Pt'être même que j'en pondrais un nouveau un de ces 4...

Pressentiments

Dans les humeurs noires de mes pensées visqueuses,
Tel un Embryon d’Hadès, prince du Tartare,
Croît telle une tumeur, à la mort hasardeuse,
La croyance informe, de mon prochain départ.
Idiot que je suis, à la cervelle peureuse,
Idée putride et sombre, jaillissant de nulle part,
Et soufflant tel Hermès, éteignant la veilleuse,
De ma raison brisée, aux mille morceaux épars.
Je pleure et me morfond, détestant les nuages,
Haranguant les Dieux, et maudissant Mère Nature,
De me destiner ainsi, à un sarcophage,
Simple caisse de bois, pour dernière sépulture.
Alors que ma jeunesse fait, que je n’ai pas l’âge,
De mourir à présent, malgré mon âme impure.

Fröhnir Vieillissant...
Mon amie

Oh toi mon amie, à l’entêtante présence,
Qui partout me suit, et tout le temps m’accompagne,
Toi dont le parfum, se prénomme Pestilence,
Et qui me ferais prendre, Hécate pour compagne.

Jamais tu ne me laisse, et de toi je suis las,
Car ma raison se perd, lorsque nous sommes ensembles,
Tout le temps tu me blesses, me rudoies, me fracasses,
Jusqu’à ce que terrassés, tous mes membres en tremblent.

N’es-tu donc point rassasiée, de ta sale besogne ?
Toi qui m’apprécie tant, car jamais ne me quitte,
Je te demande pitié, pour ma pauvre charogne,
Tu me réponds « crève, alors je m’en irais vite » !

Las mon amie, même faible je suis fort,
Car Aphrodite et Eros, marchent à mes côtés,
L’amour me soutiendra, et d’esprit, et de corps,
Jusqu’à ce que tu partes, de moi éradiquée.

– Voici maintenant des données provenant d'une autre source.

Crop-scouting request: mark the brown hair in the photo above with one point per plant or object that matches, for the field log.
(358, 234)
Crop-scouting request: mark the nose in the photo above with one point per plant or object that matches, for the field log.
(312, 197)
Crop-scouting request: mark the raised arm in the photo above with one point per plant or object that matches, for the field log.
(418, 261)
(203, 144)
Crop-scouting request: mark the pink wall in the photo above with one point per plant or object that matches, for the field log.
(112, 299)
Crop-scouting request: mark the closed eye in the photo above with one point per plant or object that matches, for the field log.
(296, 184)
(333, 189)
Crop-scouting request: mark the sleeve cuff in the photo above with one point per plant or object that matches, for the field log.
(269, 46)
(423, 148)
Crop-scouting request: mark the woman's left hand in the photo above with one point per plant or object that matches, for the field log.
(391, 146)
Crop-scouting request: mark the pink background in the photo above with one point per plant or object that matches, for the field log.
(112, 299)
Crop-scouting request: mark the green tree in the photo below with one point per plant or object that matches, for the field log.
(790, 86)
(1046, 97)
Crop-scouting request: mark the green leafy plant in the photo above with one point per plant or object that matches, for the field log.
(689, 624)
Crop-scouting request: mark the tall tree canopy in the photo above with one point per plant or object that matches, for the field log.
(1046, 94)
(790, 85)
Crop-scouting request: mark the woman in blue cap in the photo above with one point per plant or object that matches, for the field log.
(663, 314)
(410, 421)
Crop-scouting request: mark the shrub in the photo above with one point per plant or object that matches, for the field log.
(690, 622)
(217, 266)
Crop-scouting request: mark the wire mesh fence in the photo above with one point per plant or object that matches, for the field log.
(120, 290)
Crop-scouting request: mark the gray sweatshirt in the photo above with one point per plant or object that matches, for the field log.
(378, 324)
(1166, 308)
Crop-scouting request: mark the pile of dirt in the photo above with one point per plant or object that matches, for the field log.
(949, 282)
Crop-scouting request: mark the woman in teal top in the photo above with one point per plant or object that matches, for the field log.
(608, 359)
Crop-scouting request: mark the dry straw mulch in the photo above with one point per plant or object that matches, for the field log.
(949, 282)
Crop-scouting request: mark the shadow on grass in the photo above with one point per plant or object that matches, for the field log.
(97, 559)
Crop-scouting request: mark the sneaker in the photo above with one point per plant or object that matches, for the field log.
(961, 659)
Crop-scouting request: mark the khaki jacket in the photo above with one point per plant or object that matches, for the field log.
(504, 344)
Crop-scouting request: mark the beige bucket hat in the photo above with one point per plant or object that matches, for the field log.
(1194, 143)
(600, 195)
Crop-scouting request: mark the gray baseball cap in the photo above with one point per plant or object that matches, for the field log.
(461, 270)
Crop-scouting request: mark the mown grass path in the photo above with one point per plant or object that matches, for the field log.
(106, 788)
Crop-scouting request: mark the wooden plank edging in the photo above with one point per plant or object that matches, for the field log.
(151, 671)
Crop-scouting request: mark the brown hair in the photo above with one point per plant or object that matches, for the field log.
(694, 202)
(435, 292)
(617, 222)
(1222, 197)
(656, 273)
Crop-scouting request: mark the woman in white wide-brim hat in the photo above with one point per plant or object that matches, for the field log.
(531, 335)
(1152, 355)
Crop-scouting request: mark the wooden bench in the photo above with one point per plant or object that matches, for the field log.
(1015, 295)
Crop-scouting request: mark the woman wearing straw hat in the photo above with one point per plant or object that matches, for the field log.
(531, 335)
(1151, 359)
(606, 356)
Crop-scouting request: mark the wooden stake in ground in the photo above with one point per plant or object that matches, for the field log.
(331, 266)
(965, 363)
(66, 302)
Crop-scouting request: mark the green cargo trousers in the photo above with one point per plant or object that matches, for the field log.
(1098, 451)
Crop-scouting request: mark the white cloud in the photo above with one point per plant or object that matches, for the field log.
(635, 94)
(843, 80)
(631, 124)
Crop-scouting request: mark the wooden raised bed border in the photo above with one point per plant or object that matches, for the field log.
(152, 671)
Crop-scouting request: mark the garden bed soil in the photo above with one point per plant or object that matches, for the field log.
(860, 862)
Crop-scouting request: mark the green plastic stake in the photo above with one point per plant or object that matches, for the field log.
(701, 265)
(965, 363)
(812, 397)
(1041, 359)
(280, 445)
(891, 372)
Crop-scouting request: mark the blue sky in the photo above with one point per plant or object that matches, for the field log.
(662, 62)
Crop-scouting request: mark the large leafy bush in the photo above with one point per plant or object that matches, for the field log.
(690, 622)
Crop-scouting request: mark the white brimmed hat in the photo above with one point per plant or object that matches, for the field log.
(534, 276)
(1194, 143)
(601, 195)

Il est temps que tu apprennes, Oh ma douce amie,
Que le sang de mes veines, n’est plus ton territoire,
Je te rejette, toi dont le nom est « Maladie »,
Et en partant, salue bien mon ami l’Espoir !


Frohnir malade...
Mon dieu, ce topic... J'y postais des trucs horriblement émos quand j'avais 15 ans... (il y a plus de dix ans...) J'ai honte... (mais y en a qui sont lisibles c'est ça le pire... Y en a même deux que j'avais postés avec Artémis et que je vais inclure dans mon prochain recueil )

Fröhnir si tu vis encore, je t'en écris un à la volée pour la peine, en l'honneur de ce topic qui fêtera ses 12 ans dans une semaine...


L'Album


J'ai compté les images et rangé les classeurs
Étiqueté les boîtes dans un ordre au hasard
Notre vie, nos histoires, tout est trié par heure...
C'est fou ce qu'on peut faire en allant nulle part

Je viens parfois ici pour regarder l'horloge
Je m’assieds sur le banc et j'observe le ciel
Parfois une mésange, parfois un rouge-gorge
Se pose sur la vigne et boit à la coupelle

Les photos sont d'époque et m'arrachent un sourire
Parfois une grimace ou un brin de douleur
On peut plonger longtemps dans l'eau du souvenir
Moi je m'y suis noyé, souvent, et par erreur

Ai-je vraiment changé ? Je suis toujours assise
Au même endroit qu'avant à regarder la treille
J'ai goûté d'autres choses, vécu d'autres surprises
Pourtant cet endroit-là semble toujours pareil...

Quelqu'un a du écrire, un jour, au marqueur noir
Sur l'album jauni de mes années d'enfance
"Reste-là" et je suis restée sans le savoir
Année après année, errance après errance...

A écouter le chant perdu de l'innocence

Dernière modification par Ange Musicien ; 20/03/2014 à 14h46.